Hornets’ LaMelo Ball, Gordon Hayward couldn’t be more different, but they’re thriving
They are the Charlotte Hornets’ yin and yang — the team’s two most purely talented players, and its two most different.
Gordon Hayward can play an entire game perfectly, as he came close to doing again Sunday afternoon in Charlotte’s blowout 119-97 win over the Washington Wizards. And afterward, you may have a hard time remembering anything Hayward did. His play is an exercise in understated grace.
LaMelo Ball, on the other hand, does something memorable every five minutes. His entire game appears to be an audition for “SportsCenter,” and if you’ve watched ESPN’s signature sports show lately, you know it is a largely successful one.
There’s a little bit of a “The tortoise and the hare” quality to all of this. Hayward can certainly run when he wants to, but he also has a little bit of “an old-man game” to him, as Hornets coach James Borrego said Sunday.

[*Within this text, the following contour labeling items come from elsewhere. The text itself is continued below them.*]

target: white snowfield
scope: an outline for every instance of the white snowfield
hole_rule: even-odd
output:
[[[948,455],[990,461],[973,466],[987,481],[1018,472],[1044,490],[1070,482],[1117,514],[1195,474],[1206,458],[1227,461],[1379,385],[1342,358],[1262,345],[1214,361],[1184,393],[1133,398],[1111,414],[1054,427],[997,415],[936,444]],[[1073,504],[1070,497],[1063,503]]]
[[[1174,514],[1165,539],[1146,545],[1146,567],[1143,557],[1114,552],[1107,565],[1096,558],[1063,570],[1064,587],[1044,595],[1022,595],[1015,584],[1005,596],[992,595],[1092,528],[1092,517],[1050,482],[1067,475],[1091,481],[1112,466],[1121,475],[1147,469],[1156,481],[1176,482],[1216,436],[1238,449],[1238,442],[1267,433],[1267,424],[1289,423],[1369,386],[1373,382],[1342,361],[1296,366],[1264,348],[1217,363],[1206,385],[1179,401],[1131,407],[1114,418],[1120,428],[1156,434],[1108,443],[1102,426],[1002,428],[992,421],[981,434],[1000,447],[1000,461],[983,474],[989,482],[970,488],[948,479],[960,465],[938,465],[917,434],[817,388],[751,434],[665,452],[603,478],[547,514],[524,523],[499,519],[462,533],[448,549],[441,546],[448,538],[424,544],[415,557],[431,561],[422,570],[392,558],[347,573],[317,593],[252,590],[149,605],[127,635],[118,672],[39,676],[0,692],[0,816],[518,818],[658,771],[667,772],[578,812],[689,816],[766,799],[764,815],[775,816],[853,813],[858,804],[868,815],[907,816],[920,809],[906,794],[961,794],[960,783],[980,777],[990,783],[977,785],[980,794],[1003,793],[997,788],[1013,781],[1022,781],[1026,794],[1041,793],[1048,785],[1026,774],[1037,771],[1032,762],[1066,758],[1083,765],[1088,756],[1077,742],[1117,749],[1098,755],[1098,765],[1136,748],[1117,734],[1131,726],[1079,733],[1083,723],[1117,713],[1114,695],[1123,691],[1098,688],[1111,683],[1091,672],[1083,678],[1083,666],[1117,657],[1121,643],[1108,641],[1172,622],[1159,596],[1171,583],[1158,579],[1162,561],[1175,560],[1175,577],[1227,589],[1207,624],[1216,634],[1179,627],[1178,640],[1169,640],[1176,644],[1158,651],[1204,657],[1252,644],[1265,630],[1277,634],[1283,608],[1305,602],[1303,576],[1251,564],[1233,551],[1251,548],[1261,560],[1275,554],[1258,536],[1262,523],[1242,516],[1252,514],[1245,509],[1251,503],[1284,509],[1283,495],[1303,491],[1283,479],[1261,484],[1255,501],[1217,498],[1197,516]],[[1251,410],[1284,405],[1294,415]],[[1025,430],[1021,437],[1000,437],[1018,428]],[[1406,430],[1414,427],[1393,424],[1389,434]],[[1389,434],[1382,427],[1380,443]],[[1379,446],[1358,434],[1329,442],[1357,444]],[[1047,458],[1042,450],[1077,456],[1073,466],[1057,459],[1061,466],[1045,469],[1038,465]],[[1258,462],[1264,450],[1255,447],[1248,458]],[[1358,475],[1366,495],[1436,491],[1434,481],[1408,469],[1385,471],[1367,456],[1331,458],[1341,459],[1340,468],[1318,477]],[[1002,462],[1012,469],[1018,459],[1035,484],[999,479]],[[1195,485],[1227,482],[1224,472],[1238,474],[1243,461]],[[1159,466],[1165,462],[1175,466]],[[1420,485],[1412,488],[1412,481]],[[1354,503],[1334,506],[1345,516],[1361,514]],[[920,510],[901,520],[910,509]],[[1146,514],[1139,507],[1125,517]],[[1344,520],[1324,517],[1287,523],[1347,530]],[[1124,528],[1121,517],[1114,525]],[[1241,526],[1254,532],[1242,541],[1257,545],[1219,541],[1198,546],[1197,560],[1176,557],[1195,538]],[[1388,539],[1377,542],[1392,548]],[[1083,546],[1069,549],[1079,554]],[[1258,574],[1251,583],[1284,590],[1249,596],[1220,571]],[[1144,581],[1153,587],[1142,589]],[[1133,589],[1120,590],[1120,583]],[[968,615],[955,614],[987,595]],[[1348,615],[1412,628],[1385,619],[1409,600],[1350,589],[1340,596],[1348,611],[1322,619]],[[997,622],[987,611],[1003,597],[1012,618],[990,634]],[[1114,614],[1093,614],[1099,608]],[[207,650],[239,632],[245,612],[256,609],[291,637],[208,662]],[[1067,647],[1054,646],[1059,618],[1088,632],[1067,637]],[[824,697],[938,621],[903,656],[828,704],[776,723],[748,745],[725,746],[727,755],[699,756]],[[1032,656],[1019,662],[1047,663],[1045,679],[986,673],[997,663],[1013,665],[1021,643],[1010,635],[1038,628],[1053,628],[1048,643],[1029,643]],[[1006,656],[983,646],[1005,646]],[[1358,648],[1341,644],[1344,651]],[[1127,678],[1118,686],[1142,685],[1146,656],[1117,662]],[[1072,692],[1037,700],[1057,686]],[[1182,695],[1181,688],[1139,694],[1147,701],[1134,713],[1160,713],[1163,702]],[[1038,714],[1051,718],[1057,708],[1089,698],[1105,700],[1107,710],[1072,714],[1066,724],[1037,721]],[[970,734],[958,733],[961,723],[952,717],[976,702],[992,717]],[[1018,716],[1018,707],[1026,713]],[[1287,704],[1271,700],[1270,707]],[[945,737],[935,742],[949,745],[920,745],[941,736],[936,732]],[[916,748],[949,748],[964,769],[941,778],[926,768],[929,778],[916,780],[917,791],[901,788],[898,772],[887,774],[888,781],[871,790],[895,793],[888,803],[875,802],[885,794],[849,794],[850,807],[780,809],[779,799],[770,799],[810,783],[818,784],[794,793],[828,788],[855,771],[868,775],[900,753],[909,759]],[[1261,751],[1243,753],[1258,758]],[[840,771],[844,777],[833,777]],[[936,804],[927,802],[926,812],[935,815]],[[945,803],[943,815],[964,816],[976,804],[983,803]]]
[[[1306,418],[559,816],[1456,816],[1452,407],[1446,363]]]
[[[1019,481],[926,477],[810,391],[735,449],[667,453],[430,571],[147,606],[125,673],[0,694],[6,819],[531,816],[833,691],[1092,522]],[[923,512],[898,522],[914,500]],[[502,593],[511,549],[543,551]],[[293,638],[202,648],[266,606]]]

As for Ball, Borrego said he’s in “two-minute drill” mode at all times — a theme the coach pushed hard in the preseason, as he tried to make the Hornets understand that pressuring the other team’s defense with urgency was essential.
Ball is a perfect guy for that. It’s hard to take your eyes off him even when he’s dribbling 60 feet from the basket — there’s always the possibility he might do something remarkable. When the fans finally get to come back into the Spectrum Center again, they are going to love him in the same sort of joyous way they loved Larry Johnson during his years in Charlotte.
Hayward had a quiet 25 points in 30 minutes Sunday for Charlotte (11-13). He also got to the free-throw line 10 times, which is always a good sign that he’s playing aggressively.
Ball had 19 points, seven rebounds and five assists, several of the dazzling variety. He also tried something I’ve never seen before — a hesitation, double-fake, 360-spin into a no-look layup in the lane.
Both Ball and the ball were thoroughly stuffed on that ill-advised move, and Ball got into such a big collision on the play that he literally lost a shoe while Washington went the other way. The rookie didn’t care. He threw the shoe back on and kept playing.
Of the two players’ contrasting styles, Borrego said: “The game feels a little bit slower for Gordon. He plays at a different pace. You can’t speed him up (as a defender). Melo puts pressure on teams. ... He’s always in that two-minute drill. … I think it’s a really good combination.”
Good NBA teams need contrasts like that. The last time the Hornets had a duo playing the same way, Al Jefferson was the fundamentally sound big guy and Kemba Walker was the flashy point guard in the mid-2010s.
The comparison is imperfect. Hayward can get up the floor a lot better than “Big Al” could at that point in his career and gets a lot of his points outside rather than in the post. Ball is a half-foot taller than Walker was and throws passes at different angles because of it. But the contrast was largely the same and caused defenses the same sort of problems.
Hayward is 30 years old, an 11-year NBA veteran who is married and a father of four. His path to the NBA came via a traditional college route, where he was an engineering major at Butler. Ball is 19 years old, single and groomed to play basketball almost from birth in a celebrity family. He skipped the latter part of high school to play pro basketball in Lithuania and Australia.
The two have been complimentary of each other but don’t appear to have a lot outwardly in common besides the fact that they are both in their first NBA season in Charlotte, having joined a team that desperately needed their firepower.
Ball, the No. 3 overall pick in the 2020 NBA draft, does some things already that Hayward just can’t do. And he has only one total turnover in the past two games, which is terrific.
Hayward, the Hornet’s big-ticket free agent, remains the team’s best scorer in the halfcourt and the one who bails the team out of a lot of bad possessions with three seconds left on the shot clock.
As they learn to play together more, these Hornets could become dangerous.